Wildflowers

Here are our flowers of fire.

Varsha Senthil
2 min readAug 26, 2021
Photo by Egor Vikhrev on Unsplash

Tonight, Beatty burns.

And Sierra Nevada

and Santa Fe

and the Gulf of Mexico which we sit on.

Plumes play in Plumas, named after childhood

friends, Richard, Dixie, Kennedy, Eugene, Rafael

— Here are our flowers

of fire for the earth.

If we cannot stay long,

at least let it be bright. At least

have this part of us, if not our

beauty: Chaos.

And so we go:

Tonight, Antalya.

And Mersin

and Adana

and Marmaris. Tonight Turkey.

Tomorrow perhaps Plymouth; Springfield;

Paterson. Perhaps Pakistan.

I’d like to imagine a life

for my brother’s great grand children

but beaches are going under

(beaches are burning);

human beings huddled

at the center of landmasses

which become driftwood

we dig our nails into

and our palms are wet. Maybe

all brother and I will do is

imagine. Where are the priests

in this arsonist’s apocalypse?

What of doomsday preppers?

Jars of jam and chili peppers,

hidden bars of gold —

are they at least cold

when the smoke creeps in

under doors and through sweatshirt fabric

when eyes water

when water spoils and rises

and spills, through floorboards. Into the ark

which we put so much

(so much hope) into.

/ The sky may be dark

and blossoms may fall to earth,

leaving little flames that lick up everything.

Should we water them now?

Should holy water help?

This summer, wildfires continued to ravage the North American continent. Since late July, Turkey and Greece have also had severe fire disasters that have left towns destroyed and multiple dead. Wildfires are perhaps the most blatant and horrific display of the climate emergency.

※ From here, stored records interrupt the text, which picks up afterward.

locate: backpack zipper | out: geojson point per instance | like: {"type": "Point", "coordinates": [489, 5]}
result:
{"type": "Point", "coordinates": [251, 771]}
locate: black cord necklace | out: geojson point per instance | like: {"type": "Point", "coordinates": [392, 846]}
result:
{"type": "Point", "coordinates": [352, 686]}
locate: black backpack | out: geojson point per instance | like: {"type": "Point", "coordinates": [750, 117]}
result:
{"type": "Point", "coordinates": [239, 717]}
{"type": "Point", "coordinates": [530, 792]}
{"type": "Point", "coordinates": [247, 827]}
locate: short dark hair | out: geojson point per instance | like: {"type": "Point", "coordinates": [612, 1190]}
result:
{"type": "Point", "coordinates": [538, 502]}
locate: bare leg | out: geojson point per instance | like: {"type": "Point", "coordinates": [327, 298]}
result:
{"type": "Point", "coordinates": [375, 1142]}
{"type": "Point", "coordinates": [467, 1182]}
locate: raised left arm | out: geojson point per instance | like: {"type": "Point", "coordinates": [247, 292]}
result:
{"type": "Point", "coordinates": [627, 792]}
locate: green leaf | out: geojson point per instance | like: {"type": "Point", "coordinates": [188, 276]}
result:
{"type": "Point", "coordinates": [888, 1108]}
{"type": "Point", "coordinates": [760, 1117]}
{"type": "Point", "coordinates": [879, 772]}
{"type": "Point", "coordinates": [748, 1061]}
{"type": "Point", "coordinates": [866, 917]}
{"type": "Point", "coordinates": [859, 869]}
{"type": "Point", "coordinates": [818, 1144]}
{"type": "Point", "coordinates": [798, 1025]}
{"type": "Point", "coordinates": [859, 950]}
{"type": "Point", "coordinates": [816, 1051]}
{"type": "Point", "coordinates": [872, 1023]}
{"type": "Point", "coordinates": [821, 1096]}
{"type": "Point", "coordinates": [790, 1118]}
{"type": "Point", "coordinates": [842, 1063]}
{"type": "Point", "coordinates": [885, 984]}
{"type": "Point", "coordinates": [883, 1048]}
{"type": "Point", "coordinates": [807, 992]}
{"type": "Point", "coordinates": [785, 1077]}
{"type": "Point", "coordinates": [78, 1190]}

There were a number of metaphors I could have chosen for these fires, but flowers seemed apt because they did not remove the human responsibility in the tragedy. They are the footprints that civility leaves behind for other life forms. I did not wish to personify the fires or characterize us as victims of evil, unstoppable forces of nature.

All the names used in the poem (even Chaos) are real fires currently burning at the time of writing — there are about 830 of them. As long as corporations are allowed by legislators to prioritize profit over the health and habitability of our planet, natural disasters and harmful weather will only grow more severe. When will enough be enough?